Una Giunta dovrebbe vedere che si allungano le code alle mense caritatevoli e domandarsi perché, e dall’altra parte dovrebbe domandarsi anche perché la pandemia abbia colpito così duramente Milano.
Da ultimo ma dirompente: non c’è operazione urbanistica promossa da questa Giunta che non veda nascere comitati, movimenti non organizzati di contestazione. Non è opposizione ideologica perché sono tutte operazioni “trasversali”. Questa è una “normalità” per una Giunta che si dichiara vicina ai cittadini e attenta alle voci dal basso?
La settimana scorsa abbiamo pubblicato un articolo di Giancarlo Consonni che illustra perfettamente i guasti della politica urbanistica del prima e dell’oggi, è però anche l’involontaria ammissione della triste sconfitta di una generazione storica di urbanisti e anche della generazione attuale.
Anche qui vale la pena di domandarsi: perché?
Molti anni orsono, quando gli urbanisti di sinistra erano i soli che volessero condurre una lotta alla speculazione edilizia, scrissi che la cassetta degli attrezzi della quale si servivano – i Piani Regolatori – sarebbe stata inefficace e che l’argine alla speculazione edilizia lo si sarebbe fatto assai meglio con strumenti fiscali: imposizione sugli utili delle società immobiliari e sui trasferimenti di proprietà, ricupero al pubblico del plusvalore delle migliorie specifiche, INVIM e una diversa gestione degli oneri di urbanizzazione.

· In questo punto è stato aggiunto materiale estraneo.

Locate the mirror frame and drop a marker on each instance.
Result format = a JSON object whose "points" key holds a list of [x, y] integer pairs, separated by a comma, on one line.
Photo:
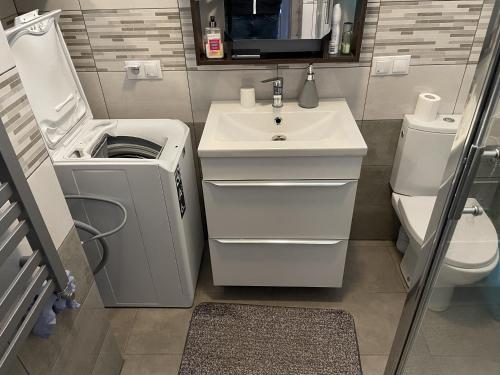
{"points": [[323, 56]]}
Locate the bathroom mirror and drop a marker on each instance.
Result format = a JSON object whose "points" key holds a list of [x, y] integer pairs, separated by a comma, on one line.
{"points": [[256, 31]]}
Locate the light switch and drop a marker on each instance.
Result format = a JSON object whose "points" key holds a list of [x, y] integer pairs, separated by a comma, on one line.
{"points": [[401, 64], [152, 69]]}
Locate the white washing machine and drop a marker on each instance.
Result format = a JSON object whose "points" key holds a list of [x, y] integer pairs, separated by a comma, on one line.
{"points": [[147, 165]]}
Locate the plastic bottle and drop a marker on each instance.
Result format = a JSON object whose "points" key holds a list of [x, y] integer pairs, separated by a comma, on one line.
{"points": [[345, 48], [333, 47], [214, 47]]}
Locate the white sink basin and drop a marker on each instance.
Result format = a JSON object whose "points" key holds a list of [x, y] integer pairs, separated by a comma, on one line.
{"points": [[329, 129]]}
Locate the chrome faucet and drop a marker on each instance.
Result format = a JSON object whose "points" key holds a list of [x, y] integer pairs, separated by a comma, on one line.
{"points": [[277, 91]]}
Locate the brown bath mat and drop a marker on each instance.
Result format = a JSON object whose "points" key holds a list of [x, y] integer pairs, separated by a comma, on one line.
{"points": [[249, 340]]}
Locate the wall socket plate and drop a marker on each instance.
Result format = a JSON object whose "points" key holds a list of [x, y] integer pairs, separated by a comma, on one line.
{"points": [[148, 69], [390, 65]]}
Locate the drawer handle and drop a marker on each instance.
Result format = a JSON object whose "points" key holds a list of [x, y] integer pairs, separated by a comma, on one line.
{"points": [[279, 183], [277, 241]]}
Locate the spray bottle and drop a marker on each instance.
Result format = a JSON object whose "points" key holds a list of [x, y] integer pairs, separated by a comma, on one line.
{"points": [[333, 47]]}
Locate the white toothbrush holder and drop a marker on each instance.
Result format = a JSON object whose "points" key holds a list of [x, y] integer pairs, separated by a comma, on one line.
{"points": [[247, 97]]}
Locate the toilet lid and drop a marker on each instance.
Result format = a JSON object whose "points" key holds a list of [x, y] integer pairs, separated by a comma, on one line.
{"points": [[474, 243]]}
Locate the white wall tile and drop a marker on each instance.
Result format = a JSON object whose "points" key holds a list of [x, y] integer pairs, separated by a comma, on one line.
{"points": [[50, 199], [166, 98], [391, 97], [207, 86], [6, 59], [93, 92], [7, 8], [464, 88], [28, 5], [127, 4], [349, 83]]}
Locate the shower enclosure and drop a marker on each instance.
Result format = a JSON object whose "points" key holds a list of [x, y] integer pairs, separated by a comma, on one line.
{"points": [[463, 338]]}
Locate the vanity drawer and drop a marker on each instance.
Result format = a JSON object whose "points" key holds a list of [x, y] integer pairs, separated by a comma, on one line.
{"points": [[306, 263], [279, 209]]}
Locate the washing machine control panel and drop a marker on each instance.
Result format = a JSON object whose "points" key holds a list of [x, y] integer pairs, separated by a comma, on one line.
{"points": [[180, 191]]}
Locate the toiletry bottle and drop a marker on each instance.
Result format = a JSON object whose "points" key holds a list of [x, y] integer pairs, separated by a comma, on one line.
{"points": [[309, 98], [333, 47], [345, 47], [214, 47]]}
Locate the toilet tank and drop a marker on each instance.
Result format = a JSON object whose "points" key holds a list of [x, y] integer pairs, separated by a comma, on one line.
{"points": [[422, 154]]}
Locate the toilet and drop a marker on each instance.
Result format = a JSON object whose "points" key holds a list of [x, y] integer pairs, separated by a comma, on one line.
{"points": [[419, 164]]}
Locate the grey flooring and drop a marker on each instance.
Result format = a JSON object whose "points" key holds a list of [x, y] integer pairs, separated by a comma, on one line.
{"points": [[465, 339], [152, 340]]}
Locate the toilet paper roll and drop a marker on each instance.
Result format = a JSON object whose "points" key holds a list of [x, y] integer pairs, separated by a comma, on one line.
{"points": [[427, 106]]}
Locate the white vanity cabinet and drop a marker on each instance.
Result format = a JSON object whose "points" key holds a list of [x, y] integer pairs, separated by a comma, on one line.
{"points": [[275, 216]]}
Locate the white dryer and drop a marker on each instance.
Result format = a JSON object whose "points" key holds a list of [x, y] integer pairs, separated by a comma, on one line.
{"points": [[147, 165]]}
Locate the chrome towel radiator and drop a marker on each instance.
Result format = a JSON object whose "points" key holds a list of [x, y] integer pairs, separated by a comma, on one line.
{"points": [[41, 275]]}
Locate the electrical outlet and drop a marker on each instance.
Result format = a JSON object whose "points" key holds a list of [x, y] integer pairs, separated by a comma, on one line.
{"points": [[149, 69]]}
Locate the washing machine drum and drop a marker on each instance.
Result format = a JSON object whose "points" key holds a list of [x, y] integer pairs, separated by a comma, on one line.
{"points": [[126, 147]]}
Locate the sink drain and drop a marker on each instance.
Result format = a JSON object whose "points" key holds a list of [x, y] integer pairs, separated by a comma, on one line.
{"points": [[279, 137]]}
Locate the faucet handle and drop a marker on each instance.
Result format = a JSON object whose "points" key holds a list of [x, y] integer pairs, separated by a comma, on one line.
{"points": [[277, 81]]}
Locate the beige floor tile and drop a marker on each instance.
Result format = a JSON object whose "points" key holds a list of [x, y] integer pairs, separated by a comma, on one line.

Se così si fosse fatto non avremmo certo sconfitto il panzer della speculazione edilizia ma comunque avremmo scoraggiato molte operazioni meramente speculative e avremmo ricuperato alla collettività e in particolare ai Comuni una parte della ricchezza della quale era stata scippata. Forse m’illudevo ma guardando a quel che è successo mi riaffeziono alla stessa idea.
Oggi comunque quella cassetta degli attrezzi va in gran parte abbandonata, visto che i “fondamentali“ dell’urbanistica sono cambiati e volendo riassumerli in un uno solo diciamo “qualità della vita”, che va definita adottando standard minimi: qualità dell’aria/inquinamento, livello massimo del carico antropico, spazi collettivi, infrastrutture di trasporto e perequazione del tempo lavoro/trasporto, verde…
Stabiliti questi minimi non si dovrà posare un solo mattone che non sia nella direzione del raggiungimento di quegli standard, non solo per i cittadini ma anche per gli “ospiti” – turisti, studenti … – e per gli abituali city users.
Utopia? Vagheggiare la città ideale? Fuga in avanti? No, solo la “nuova normalità” dell’urbanistica milanese pensando agli Scali, alla Piazza d’Armi di via Forze armate a Città Studi e a tante piccole e grandi trasformazioni territoriali.
Allora, tanto per cominciare, mettiamo un paletto di partenza: lasciamo lo Stadio Meazza lì dov’è, anche perché nessuno ha mai risposto alla vera domanda: cosa succede se si lasciano le cose così come stanno? Era per far fare un po’ di cassa al Comune? Comunque una goccia nel mare delle necessità comunali del dopo Covid-19.